The SCC determined that the issuing judge has the discretion to conclude at what stage in the process notice is required. A judge can proceed ex parte or a judge can exercise his or her discretion to provide notice to the targeted party of an application to obtain a warrant. Thus, the National Post would have had the opportunity to argue against the orders before they were issued.

To clarify, a judge has the discretion to proceed ex parte; or once the orders are issued, to provide adequate notice before they are executed. Adequate notice in the present case was one month from when the orders were issued.
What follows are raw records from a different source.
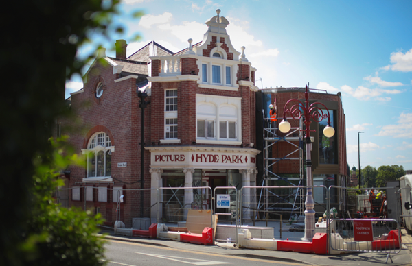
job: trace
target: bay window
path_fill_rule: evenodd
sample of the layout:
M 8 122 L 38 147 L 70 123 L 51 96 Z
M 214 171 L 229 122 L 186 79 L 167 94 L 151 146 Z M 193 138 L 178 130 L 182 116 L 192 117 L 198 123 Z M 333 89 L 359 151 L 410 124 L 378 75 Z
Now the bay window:
M 165 139 L 177 139 L 177 90 L 165 90 Z
M 214 138 L 214 120 L 198 119 L 197 136 L 198 138 Z
M 212 83 L 221 84 L 220 80 L 220 66 L 211 66 Z
M 236 122 L 227 121 L 219 121 L 219 138 L 236 139 Z

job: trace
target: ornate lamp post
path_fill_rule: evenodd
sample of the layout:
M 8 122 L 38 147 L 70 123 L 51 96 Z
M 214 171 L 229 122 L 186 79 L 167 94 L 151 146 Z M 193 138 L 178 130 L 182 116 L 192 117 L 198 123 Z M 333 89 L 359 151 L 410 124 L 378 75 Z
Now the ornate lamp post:
M 322 103 L 314 102 L 309 106 L 309 92 L 308 86 L 305 92 L 305 104 L 296 99 L 291 99 L 286 102 L 284 108 L 284 119 L 279 124 L 279 130 L 283 133 L 287 133 L 290 130 L 290 123 L 286 121 L 286 114 L 290 114 L 294 119 L 304 118 L 305 129 L 306 138 L 306 200 L 305 201 L 305 237 L 303 241 L 311 241 L 314 235 L 314 201 L 312 195 L 312 161 L 310 156 L 311 141 L 310 141 L 310 119 L 313 119 L 317 122 L 320 122 L 323 119 L 328 118 L 328 125 L 323 129 L 323 134 L 328 138 L 333 136 L 334 129 L 330 126 L 330 117 L 329 110 Z M 293 103 L 293 105 L 286 109 L 289 103 Z M 325 108 L 328 113 L 323 113 L 323 110 L 317 105 L 321 105 Z M 314 131 L 314 130 L 312 130 Z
This period, the court reasoned, provided ample opportunity for the National Post to “move to quash it before any seizure occurred.” Furthermore, the judge has the discretion to insert “adequate terms…in any warrant to protect the special position of the media, and to permit the media ample time and opportunity to point out why…the warrant should be set aside.” In this case, the orders were held to be reasonable under s. 8; I will not discuss the reasoning on this element of the case in this post.
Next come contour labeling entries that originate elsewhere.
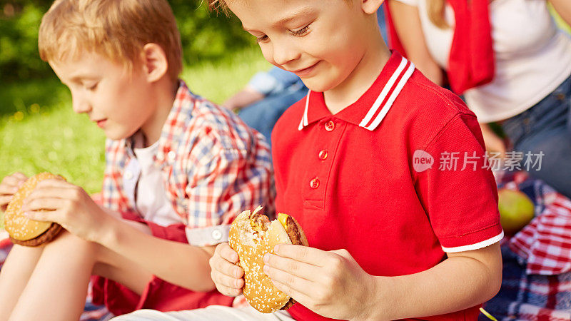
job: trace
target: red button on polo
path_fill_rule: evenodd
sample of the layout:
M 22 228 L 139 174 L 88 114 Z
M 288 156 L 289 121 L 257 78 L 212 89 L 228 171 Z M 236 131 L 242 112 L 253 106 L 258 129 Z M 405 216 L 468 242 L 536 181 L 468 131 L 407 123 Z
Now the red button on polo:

To conclude, a pledge of journalist-source confidentiality is only as good as the judiciary deems it to be, and a constitutionally entrenched immunity has been rejected. Unfortunately, only Justice Abella appears to accurately weigh the competing interests presented. Regarding journalist-source confidentiality, the Justice departed from the majority on the application of the fourth Wigmore criterion. Justice Abella asserted that injury to the journalist-source relationship is greater than the potential benefit “from the disclosure of the documents” especially considering that extracting physical evidence leading to the source at this point is questionable. Accordingly, Justice Abella reasoned that “[t]he remote possibility of resolving the debt forgery is far from sufficiently significant to outweigh the public benefit in protecting a rigorously thorough and responsible press.” Ultimately, Abella agreed with the majority’s employ of the common law test on a case-by-case basis, while rejecting a constitutionally entrenched journalist-source confidentiality privilege under s. 2(b) of the Charter.

On the related issue of notice under s. 8, Justice Abella held that the media is entitled to notice when a respective search warrant and similar order is sought, not merely after it has been issued. What’s more, “[a] search warrant of media premises is a particularly serious intrusion, and a decision should not be made about its propriety without submissions from the party most affected.”